Men and women don't shop alike -- duh.
Yes, I know it's well-known that women and men have different attitudes toward shopping. In a nutshell, women browse, looking for whatever might be useful and may be on sale, while men park the car and dart into a store, and if what we're trying to buy isn't available, dart back out again and drive away.
It recently came home to me -- again -- when we had a snow storm that made my wife reluctant to take her car out on the slippery city streets. I said I would take her to a nearby discount store not to be named -- okay, it was Target -- and would pick her up again in an hour.
My first tip-off should have been when she said, "It may take me more than an hour." I went home and did chores and wrote a first draft of my auto-biography, etc. After two hours, I called her cell phone. No, she wasn't done shopping yet. I re-arranged the garage and called her back another hour later: "No, not yet." I was thinking: You're not in New York or San Francisco -- you're at Target! Eventually she called to say she was done and came home with all kinds of things I wouldn't have thought to buy for us and for others.
I hate to fall back on cliches, but I do think men are hunters and women are gatherers. When men go out to hunt -- or shop -- they know what they're after. In modern times, it might be a down vest or a particular knife or a softball glove. If the store doesn't have it, we're gone. In more primitive times, it might be an elk or a moose or a seal or a big fish (if we're fishermen) or a mammoth. If we kill it, we bring it home and cut it up and live for another winter. If we don't kill anything, then we'd better hope the women we left behind with our offspring managed to gather some potatoes or something to get us by for a while. Men don't tend to have a Plan B.

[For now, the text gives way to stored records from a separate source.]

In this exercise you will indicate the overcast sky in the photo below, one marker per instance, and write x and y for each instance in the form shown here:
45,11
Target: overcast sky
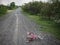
18,2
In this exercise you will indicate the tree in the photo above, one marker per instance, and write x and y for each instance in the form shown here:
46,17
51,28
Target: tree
12,5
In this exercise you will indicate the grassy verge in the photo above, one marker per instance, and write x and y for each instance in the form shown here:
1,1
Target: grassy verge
48,26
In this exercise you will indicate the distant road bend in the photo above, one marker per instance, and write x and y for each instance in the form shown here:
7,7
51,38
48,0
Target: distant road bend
13,28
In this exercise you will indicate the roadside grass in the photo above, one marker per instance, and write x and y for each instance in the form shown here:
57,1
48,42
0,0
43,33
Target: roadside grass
47,26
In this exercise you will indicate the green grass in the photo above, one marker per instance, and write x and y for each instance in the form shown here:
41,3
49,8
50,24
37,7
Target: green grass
48,26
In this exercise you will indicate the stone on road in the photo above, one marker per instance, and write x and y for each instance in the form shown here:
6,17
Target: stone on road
13,29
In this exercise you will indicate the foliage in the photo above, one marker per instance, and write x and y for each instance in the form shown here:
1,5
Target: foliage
48,10
12,5
3,10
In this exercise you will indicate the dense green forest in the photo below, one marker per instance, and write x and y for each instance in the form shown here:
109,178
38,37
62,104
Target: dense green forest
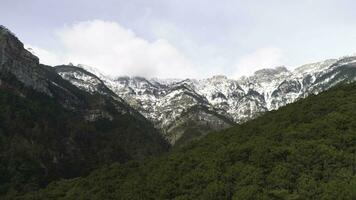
40,141
305,150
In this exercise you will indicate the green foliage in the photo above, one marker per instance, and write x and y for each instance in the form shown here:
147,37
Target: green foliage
305,150
40,141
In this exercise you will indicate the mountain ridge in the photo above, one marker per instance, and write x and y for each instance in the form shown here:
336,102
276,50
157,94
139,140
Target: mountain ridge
163,101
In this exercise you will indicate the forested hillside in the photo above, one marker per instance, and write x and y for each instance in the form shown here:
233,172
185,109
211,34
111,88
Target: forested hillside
306,150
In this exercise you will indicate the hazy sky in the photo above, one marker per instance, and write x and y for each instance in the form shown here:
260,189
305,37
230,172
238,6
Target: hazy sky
183,38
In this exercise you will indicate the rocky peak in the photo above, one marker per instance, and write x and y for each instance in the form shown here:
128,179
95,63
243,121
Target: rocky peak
19,62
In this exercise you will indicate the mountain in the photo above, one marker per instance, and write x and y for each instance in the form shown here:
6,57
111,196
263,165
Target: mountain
50,129
175,106
177,109
304,150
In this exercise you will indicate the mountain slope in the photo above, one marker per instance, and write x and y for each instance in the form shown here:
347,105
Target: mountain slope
175,110
50,129
218,102
305,150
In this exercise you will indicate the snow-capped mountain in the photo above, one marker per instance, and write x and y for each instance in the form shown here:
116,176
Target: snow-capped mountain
217,102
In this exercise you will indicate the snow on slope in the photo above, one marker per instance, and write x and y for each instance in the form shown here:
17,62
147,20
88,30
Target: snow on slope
164,101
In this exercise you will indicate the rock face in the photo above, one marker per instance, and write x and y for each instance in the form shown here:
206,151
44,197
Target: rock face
22,74
176,109
173,104
21,63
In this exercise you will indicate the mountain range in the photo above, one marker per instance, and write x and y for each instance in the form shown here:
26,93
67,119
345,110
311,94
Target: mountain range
71,122
180,107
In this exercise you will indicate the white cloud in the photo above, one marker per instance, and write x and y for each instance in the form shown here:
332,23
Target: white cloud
117,51
261,58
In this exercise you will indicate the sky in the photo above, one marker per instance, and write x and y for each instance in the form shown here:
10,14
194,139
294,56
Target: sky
183,38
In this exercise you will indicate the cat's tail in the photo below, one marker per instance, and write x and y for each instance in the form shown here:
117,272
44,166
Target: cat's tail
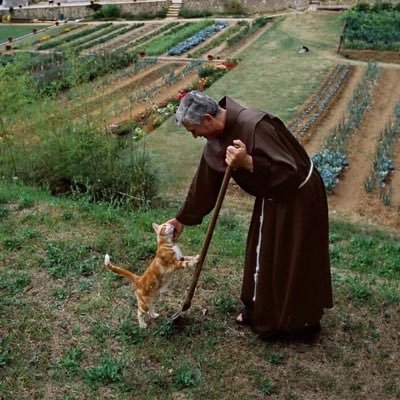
120,271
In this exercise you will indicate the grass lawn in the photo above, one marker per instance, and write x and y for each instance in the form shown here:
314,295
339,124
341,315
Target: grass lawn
16,31
68,327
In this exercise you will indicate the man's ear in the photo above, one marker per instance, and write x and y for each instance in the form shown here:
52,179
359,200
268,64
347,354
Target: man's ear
208,118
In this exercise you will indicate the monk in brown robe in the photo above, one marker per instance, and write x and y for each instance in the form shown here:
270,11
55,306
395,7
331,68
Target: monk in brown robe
287,280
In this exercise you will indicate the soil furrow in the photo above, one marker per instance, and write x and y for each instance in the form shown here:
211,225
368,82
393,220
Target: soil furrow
350,194
336,113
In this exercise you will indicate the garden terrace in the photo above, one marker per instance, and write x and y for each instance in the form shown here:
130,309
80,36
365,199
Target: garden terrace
67,326
383,163
333,158
373,27
305,123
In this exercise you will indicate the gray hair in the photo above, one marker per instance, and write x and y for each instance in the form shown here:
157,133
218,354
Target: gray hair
194,106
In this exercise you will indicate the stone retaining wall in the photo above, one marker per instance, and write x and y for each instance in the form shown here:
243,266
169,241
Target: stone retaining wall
77,11
250,6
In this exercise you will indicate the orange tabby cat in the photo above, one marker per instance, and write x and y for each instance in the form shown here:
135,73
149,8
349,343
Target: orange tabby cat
149,285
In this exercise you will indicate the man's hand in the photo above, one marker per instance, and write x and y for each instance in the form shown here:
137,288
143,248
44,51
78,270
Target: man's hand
237,156
178,227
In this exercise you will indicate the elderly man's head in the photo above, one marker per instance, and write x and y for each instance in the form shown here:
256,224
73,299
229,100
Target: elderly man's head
201,115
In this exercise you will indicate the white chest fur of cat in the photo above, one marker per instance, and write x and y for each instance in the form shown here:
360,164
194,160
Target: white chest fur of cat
148,286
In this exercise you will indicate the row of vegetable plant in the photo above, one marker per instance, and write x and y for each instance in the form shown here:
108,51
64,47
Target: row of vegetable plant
84,33
332,159
320,102
146,37
247,29
105,38
48,34
383,163
212,44
156,114
196,39
126,93
162,44
86,68
110,30
374,27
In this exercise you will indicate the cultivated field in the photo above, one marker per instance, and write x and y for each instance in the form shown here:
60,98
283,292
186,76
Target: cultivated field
68,327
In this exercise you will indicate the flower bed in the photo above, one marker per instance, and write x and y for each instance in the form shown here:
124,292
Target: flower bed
162,44
196,39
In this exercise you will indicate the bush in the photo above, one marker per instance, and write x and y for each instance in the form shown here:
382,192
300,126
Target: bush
83,159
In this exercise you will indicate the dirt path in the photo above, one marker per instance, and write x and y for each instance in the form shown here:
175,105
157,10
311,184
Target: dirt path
350,196
336,113
396,176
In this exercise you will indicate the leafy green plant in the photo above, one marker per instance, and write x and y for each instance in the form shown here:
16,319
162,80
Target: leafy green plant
277,358
130,332
162,44
70,362
107,371
225,303
63,259
5,351
84,33
107,11
187,376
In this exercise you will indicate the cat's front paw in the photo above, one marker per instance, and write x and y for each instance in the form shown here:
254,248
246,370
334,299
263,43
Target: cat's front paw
194,260
142,324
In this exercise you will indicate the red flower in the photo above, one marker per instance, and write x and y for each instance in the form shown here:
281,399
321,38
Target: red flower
181,95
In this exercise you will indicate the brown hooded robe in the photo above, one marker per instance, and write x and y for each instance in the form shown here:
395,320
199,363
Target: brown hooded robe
287,281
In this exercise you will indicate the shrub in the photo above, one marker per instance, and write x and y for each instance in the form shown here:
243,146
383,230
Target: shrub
84,160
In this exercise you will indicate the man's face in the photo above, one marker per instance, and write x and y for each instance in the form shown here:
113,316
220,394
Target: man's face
207,129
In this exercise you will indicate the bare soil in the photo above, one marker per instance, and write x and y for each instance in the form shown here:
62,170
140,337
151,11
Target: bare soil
350,197
372,55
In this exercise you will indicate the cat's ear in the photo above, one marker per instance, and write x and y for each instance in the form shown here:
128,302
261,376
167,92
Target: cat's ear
155,227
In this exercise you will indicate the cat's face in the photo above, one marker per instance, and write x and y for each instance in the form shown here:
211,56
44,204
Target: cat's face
164,230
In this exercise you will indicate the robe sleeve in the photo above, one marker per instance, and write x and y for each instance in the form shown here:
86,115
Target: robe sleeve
275,173
202,195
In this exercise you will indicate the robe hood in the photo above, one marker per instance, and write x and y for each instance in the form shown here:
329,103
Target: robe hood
239,120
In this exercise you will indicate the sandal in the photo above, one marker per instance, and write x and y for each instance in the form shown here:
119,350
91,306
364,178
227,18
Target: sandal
243,318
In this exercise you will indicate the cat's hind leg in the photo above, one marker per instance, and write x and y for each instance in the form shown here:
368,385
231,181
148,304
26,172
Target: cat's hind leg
142,310
189,262
152,313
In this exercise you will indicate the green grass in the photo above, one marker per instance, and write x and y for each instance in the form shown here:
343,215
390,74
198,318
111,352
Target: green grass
68,327
272,76
16,31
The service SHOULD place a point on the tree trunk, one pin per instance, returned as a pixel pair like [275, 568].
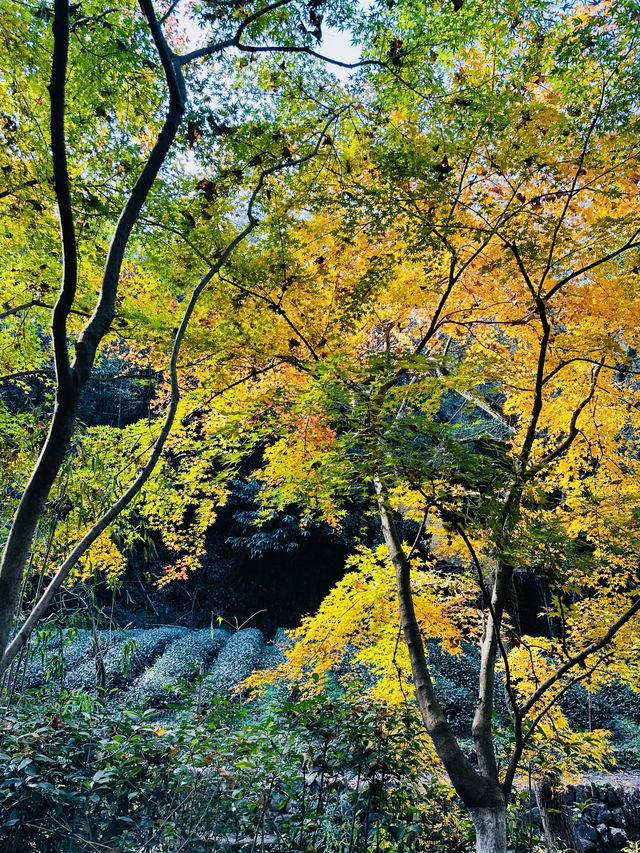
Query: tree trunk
[556, 823]
[491, 829]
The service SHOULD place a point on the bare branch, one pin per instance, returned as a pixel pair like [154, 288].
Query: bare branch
[63, 196]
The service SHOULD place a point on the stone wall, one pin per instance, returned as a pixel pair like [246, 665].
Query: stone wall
[607, 818]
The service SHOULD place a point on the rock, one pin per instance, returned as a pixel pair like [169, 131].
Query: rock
[583, 793]
[619, 818]
[618, 837]
[586, 831]
[588, 836]
[603, 833]
[602, 814]
[609, 796]
[632, 816]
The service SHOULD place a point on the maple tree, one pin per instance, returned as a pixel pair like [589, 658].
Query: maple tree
[506, 275]
[439, 316]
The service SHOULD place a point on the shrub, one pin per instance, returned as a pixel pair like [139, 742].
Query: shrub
[180, 662]
[319, 773]
[240, 656]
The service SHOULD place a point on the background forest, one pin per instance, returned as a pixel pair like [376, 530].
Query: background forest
[319, 316]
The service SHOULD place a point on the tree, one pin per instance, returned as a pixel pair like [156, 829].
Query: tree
[98, 55]
[505, 274]
[473, 238]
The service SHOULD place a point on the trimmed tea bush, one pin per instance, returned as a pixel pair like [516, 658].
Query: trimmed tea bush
[180, 662]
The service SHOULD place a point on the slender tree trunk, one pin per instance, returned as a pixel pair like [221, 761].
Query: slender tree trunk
[556, 823]
[29, 510]
[491, 829]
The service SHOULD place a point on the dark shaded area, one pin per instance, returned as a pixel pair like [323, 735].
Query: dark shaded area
[266, 577]
[117, 394]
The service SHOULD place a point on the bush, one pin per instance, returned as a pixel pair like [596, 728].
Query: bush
[125, 655]
[180, 662]
[319, 773]
[241, 655]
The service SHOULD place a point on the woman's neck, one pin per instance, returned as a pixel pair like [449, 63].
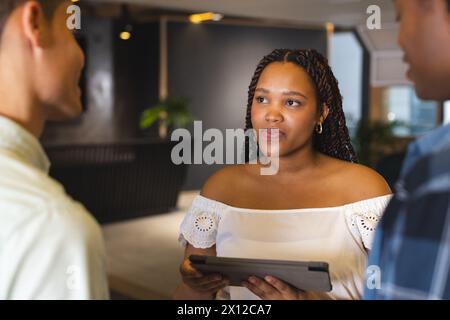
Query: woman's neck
[303, 160]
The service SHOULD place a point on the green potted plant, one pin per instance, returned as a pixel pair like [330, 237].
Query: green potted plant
[172, 111]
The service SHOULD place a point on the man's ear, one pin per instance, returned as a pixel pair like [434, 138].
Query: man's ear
[324, 112]
[33, 23]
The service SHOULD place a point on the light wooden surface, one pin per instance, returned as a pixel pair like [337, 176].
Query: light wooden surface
[144, 254]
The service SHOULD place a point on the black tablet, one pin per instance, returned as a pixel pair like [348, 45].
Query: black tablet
[306, 276]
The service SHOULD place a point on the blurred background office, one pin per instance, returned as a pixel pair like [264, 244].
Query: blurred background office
[195, 59]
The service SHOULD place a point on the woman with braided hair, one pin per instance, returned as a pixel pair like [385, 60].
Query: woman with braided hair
[320, 205]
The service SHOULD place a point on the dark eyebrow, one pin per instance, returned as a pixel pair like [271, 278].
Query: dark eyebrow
[262, 90]
[294, 93]
[285, 93]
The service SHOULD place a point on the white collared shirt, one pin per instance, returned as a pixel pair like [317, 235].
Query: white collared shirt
[50, 246]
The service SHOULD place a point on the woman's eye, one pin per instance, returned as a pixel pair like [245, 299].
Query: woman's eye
[293, 103]
[261, 99]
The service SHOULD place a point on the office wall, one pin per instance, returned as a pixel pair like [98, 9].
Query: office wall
[212, 65]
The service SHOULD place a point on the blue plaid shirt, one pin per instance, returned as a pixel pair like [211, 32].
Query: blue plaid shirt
[412, 243]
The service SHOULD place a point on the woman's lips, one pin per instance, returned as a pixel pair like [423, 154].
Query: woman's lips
[273, 133]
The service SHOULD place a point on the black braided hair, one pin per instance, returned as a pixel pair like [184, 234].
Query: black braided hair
[335, 139]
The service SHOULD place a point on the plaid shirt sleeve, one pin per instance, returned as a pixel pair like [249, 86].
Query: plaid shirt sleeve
[412, 245]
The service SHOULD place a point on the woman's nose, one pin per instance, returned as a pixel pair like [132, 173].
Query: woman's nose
[273, 115]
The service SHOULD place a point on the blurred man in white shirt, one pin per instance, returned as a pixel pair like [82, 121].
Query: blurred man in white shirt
[50, 246]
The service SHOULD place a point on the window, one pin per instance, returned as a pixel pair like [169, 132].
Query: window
[346, 60]
[411, 116]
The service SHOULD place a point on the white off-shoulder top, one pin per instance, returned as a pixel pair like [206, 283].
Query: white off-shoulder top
[340, 236]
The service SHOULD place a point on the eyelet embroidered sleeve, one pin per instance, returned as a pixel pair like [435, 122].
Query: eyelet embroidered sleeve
[363, 217]
[199, 227]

Here's one apocalyptic scenario: the men go out to hunt for meat and all freeze to death in the snow of a new Ice Age, while the women and kids survive in their cave on a diet of root vegetables (that the men never liked) and maybe some weeds sauteed with wild garlic.
A new day dawns as the ice retreats, and what man is left to help re-populate? Not the macho man who froze in the snow but the new man -- the New Ice Age Man -- who was smart enough to plead some kind of disability and be left behind to learn the ways of the women.
They could probably teach him a few things about sex, too, if he was willing to listen.
Going back to how I started this essay, a man and a woman could walk through the same store, one they both agreed to go into, and the man would come away, within a half hour, saying that he was bored and would be waiting in a nearby pub, while the woman might say that she needed a few more hours.
When women go out to shop, it's to find whatever is on sale and what might serve the family, or herself, best. Men shop the same way they hunt in the wild: they will walk right past a squirrel or marmot that could make a good meal and that would be easy pickings for supper but that aren't what they went out to hunt. I think it's possible that men hunting elk have starved to death in the snows of Colorado because they passed up the chance to shoot small game who were skittering around their ankles all the time they were sighting through scopes at non-existent big animals.
Men, being single-minded, depend on women so much more than they realize.
The only reason women don't rule the world is that some perverse god made them weaker, on the whole. What kind of god would separate the brains from the brawn by gender? Ours, apparently. Some girls can kick my ass, granted, but most are created not quite as strong as men. And, besides, men have that testosterone, which drives them to great athletic achievements but also off cliffs and into oncoming traffic. It also makes them abuse women.
In our modern time, a woman might find that elusive place setting or a special gift for a child and buy it, thinking ahead to not just Chistmas but also birthdays, etc. A woman let loose in a big store like Target might find all kinds of bargains that wouldn't even register on a man's brain. Get that elk or don't; time to go home. Women linger behind, looking for bargains, small game.
And that's how the species survives. Men try to bring home the meat, while women do the heavy lifting of vegetables and kids' schedules and all that. But sometimes -- now, not then -- it shifts into reverse, and it's the women bringing home the meat, the men cooking it. In either case, one of us is the hunter, the other -- at home -- the gatherer, and no matter how we divvy up the roles, one of us is always one, the other is always the other, until we trade again.
Or we can try to work out that delicate balance of sharing the responsibilities. That's hardest of all. Good luck.
Men hunt. Women shop. It's a simple -- too simple, of course -- truism. But kind of true, too.